The Middlesex County Jail on Thorndike Street in Lowell, around 1908. Image courtesy of the Library of Congress, Detroit Publishing Company Collection.
The building in 2015:
It’s hard to find too many buildings with a more unusual combination of uses, but this building has seen it all over the past 159 years. Opened as a jail in 1856, it could house just over 100 inmates, most of whom were serving relatively short sentences for minor crimes. Architecturally, it is an early example of Romanesque Revival, a style that was popularized several decades later by Henry Hobson Richardson, and can be seen in many public buildings of the late 19th century. The building was in use as a jail until 1919, when dwindling numbers of inmates meant the county couldn’t justify keeping it open.

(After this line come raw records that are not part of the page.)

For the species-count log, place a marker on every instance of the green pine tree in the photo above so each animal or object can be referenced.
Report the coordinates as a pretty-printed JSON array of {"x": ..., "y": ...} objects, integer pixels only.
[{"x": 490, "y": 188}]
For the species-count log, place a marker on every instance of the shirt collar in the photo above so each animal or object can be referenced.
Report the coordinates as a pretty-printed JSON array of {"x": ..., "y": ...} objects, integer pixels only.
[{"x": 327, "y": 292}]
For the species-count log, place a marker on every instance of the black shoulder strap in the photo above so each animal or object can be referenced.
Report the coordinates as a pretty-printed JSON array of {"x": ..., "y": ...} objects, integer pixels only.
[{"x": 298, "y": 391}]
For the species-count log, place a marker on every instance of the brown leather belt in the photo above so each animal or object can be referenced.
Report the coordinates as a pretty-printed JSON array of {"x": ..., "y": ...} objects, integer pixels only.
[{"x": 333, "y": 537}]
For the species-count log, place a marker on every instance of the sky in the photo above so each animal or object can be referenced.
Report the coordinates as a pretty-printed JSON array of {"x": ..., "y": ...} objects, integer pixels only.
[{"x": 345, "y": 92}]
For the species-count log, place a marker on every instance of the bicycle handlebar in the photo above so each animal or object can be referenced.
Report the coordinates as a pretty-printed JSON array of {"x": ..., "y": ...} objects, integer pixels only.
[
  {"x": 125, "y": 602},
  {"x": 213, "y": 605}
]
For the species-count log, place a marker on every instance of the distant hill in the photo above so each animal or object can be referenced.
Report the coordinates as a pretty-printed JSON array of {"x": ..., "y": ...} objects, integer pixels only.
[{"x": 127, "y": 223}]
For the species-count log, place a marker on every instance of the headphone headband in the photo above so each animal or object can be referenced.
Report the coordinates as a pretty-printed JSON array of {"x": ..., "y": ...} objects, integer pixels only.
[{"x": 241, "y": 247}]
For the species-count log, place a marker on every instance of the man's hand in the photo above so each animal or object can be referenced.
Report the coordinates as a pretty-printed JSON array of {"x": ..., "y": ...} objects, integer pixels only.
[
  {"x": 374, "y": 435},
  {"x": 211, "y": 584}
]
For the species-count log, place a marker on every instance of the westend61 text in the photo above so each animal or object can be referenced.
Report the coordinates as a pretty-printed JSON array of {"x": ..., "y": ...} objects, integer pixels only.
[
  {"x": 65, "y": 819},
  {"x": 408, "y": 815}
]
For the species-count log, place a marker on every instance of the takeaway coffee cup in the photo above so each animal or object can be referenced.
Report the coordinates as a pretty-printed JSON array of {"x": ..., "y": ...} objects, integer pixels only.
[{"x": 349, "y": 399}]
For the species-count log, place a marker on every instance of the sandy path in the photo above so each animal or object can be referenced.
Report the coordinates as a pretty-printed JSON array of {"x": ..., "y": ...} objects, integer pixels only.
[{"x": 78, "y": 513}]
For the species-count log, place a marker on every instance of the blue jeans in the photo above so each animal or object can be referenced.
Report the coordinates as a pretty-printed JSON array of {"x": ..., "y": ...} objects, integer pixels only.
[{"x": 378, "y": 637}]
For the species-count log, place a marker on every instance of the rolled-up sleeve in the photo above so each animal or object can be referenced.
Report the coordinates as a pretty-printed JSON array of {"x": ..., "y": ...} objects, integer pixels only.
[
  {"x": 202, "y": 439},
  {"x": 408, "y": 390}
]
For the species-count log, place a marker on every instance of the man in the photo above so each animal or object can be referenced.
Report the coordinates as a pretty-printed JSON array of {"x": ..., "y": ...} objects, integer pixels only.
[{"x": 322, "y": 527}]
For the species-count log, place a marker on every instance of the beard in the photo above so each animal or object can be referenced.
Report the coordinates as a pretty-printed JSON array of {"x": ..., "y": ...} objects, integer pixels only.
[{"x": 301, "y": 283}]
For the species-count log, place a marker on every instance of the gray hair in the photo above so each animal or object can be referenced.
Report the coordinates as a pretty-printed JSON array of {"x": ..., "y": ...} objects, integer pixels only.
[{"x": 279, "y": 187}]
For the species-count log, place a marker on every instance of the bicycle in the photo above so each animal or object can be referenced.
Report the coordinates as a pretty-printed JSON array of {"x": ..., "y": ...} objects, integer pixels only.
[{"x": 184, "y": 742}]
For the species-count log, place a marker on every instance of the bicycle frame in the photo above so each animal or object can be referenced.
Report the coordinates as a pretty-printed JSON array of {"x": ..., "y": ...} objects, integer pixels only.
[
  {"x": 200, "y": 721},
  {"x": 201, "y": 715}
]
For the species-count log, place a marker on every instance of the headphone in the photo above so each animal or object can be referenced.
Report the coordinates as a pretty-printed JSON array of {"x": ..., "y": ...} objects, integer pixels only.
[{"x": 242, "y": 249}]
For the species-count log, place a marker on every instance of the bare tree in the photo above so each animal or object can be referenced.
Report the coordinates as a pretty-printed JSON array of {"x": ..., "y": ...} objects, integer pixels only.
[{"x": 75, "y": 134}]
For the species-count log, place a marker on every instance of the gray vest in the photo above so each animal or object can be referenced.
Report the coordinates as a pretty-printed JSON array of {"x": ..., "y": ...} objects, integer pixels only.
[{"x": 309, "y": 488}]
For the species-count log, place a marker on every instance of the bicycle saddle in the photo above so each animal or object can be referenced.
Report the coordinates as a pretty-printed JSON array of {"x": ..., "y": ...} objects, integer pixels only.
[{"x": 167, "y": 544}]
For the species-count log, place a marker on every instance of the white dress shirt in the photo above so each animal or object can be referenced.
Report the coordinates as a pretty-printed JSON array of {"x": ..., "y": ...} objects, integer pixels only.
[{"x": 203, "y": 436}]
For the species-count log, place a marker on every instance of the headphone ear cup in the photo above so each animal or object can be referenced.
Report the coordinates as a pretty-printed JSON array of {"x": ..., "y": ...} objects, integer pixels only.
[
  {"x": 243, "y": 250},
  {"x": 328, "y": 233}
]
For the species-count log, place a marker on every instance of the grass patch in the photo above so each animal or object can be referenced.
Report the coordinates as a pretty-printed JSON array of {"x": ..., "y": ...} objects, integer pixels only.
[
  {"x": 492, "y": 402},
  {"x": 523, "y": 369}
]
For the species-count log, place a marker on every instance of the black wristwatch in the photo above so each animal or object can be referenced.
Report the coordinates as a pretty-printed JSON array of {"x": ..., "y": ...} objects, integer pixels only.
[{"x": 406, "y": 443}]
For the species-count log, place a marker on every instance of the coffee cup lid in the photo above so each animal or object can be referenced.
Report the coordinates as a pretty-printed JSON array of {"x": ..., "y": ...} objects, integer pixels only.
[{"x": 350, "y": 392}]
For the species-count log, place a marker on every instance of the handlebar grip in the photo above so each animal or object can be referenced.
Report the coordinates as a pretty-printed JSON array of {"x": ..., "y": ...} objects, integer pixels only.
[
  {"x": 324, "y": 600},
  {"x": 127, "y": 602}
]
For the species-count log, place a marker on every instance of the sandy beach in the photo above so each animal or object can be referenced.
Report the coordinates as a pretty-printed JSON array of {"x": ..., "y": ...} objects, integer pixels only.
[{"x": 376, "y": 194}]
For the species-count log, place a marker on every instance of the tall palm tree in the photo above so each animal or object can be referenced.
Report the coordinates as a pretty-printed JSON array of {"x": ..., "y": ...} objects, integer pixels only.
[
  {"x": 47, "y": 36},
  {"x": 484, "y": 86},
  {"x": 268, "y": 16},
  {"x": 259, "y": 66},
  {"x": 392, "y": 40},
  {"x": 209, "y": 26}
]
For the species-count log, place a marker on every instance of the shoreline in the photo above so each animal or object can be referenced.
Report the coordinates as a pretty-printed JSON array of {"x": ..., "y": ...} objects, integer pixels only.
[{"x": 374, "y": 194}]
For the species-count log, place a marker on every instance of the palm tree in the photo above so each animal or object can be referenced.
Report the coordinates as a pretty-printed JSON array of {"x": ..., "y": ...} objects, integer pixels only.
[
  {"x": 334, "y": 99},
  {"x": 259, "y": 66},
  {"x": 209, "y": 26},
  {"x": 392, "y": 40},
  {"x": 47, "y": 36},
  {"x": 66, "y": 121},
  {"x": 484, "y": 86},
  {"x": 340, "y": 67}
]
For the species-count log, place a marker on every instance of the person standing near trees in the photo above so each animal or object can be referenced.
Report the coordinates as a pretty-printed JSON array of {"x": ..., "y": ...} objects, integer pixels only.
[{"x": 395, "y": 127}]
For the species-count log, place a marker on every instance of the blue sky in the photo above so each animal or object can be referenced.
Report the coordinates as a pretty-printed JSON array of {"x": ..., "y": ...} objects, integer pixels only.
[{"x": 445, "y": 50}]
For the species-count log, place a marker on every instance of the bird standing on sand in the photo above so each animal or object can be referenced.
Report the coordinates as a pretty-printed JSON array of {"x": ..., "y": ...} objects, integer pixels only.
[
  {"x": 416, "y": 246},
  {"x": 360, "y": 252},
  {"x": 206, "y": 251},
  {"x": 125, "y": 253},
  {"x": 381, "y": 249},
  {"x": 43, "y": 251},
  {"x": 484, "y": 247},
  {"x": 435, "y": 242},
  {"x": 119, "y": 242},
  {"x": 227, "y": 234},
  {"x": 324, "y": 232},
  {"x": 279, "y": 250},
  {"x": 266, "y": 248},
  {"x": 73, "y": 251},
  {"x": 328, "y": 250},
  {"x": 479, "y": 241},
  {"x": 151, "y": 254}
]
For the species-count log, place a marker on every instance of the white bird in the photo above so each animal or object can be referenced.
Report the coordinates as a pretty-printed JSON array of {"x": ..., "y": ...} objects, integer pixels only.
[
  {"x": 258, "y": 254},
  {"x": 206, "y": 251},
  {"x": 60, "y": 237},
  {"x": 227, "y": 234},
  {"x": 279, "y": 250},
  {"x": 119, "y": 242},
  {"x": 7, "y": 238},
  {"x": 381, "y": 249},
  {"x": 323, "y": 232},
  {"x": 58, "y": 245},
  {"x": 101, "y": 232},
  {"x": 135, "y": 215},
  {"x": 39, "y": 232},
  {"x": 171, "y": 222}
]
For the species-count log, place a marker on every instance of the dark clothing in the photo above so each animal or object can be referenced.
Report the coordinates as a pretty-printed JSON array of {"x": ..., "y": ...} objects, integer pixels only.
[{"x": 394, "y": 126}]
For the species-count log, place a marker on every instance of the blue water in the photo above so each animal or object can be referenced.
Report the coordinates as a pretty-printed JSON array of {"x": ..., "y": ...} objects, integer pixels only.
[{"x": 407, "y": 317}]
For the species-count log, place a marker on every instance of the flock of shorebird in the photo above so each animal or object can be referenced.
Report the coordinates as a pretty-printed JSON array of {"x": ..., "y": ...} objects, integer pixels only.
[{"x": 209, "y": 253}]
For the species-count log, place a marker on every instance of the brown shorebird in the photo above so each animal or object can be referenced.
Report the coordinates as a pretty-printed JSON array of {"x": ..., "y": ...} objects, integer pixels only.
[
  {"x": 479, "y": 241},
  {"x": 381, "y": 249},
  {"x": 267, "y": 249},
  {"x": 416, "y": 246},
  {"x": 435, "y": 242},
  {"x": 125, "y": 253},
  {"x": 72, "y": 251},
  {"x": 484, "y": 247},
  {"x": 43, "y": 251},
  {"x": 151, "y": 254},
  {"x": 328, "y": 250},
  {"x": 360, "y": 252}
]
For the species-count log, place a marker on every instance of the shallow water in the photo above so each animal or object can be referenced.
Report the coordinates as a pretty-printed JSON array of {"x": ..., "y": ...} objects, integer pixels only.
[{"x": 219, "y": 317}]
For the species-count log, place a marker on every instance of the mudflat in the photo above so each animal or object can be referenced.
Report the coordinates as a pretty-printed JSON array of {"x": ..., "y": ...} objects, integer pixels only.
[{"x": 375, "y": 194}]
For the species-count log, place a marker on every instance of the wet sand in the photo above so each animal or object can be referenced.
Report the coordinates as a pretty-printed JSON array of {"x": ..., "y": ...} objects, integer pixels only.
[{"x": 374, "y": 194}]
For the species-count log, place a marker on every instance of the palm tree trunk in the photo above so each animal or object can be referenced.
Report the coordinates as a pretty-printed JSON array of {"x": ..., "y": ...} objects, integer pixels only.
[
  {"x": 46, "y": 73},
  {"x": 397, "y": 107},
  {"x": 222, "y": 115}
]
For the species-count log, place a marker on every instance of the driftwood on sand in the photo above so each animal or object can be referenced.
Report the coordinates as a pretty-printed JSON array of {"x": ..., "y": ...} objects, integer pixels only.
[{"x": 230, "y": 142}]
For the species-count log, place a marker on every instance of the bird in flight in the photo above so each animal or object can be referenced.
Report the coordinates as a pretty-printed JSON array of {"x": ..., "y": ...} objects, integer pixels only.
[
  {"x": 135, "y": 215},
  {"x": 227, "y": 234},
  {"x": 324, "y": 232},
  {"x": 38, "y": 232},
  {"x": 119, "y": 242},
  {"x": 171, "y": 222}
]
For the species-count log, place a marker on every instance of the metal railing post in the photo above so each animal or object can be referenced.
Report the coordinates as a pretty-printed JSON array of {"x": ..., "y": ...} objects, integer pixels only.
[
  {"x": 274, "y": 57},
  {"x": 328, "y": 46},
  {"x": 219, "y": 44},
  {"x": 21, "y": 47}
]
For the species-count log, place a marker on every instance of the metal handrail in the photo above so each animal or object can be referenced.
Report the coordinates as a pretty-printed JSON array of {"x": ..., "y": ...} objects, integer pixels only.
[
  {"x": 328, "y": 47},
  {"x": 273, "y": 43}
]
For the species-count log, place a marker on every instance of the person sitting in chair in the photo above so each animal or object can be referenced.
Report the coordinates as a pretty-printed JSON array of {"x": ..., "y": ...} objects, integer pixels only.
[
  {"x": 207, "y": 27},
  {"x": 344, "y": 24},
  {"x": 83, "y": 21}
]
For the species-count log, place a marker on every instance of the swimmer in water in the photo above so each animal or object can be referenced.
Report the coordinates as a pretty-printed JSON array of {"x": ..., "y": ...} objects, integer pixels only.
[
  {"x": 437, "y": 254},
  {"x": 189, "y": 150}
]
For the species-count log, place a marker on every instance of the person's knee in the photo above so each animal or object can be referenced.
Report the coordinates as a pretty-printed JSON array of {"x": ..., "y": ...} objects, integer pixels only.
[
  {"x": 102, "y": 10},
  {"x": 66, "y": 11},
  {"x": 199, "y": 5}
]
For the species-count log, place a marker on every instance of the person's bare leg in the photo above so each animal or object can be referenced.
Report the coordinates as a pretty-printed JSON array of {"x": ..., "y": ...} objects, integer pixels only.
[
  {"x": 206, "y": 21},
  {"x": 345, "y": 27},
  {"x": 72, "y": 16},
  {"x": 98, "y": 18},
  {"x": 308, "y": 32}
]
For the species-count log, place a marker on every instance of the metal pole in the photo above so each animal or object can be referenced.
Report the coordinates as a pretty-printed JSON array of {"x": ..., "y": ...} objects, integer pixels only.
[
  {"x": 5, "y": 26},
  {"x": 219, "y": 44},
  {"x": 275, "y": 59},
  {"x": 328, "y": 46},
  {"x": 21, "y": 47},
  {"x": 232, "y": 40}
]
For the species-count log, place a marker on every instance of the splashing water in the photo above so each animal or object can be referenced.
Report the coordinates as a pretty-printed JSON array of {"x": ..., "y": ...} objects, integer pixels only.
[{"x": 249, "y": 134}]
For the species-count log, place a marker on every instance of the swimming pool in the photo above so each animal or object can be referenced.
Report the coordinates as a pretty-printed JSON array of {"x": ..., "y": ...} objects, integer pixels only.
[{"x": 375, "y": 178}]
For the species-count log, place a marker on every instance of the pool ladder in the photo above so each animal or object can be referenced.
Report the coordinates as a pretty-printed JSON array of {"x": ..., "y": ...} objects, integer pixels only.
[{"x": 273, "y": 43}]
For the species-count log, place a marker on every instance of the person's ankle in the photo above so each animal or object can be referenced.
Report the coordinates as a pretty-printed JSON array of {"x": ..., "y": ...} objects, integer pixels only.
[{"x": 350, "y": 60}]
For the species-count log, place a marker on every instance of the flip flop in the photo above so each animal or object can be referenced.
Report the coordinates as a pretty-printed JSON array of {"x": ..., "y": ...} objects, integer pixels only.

Concerned that they might once again need it, Middlesex County held off on selling it until 1926, when the Catholic Church purchased it and converted it into a prep school, Keith Academy. Since the interior layout of a jail is generally not effective for schools, the entire building was gutted in the conversion to Keith Academy, leaving the exterior mostly untouched but completely changing everything else. The school closed in 1970, and the building later underwent another conversion, to condominiums. Today, it houses 56 condominium units, and although the jail turned school turned housing complex has gone through a lot of changes in over a century and a half, from the outside it doesn’t look much different from when the first inmates arrived in 1856.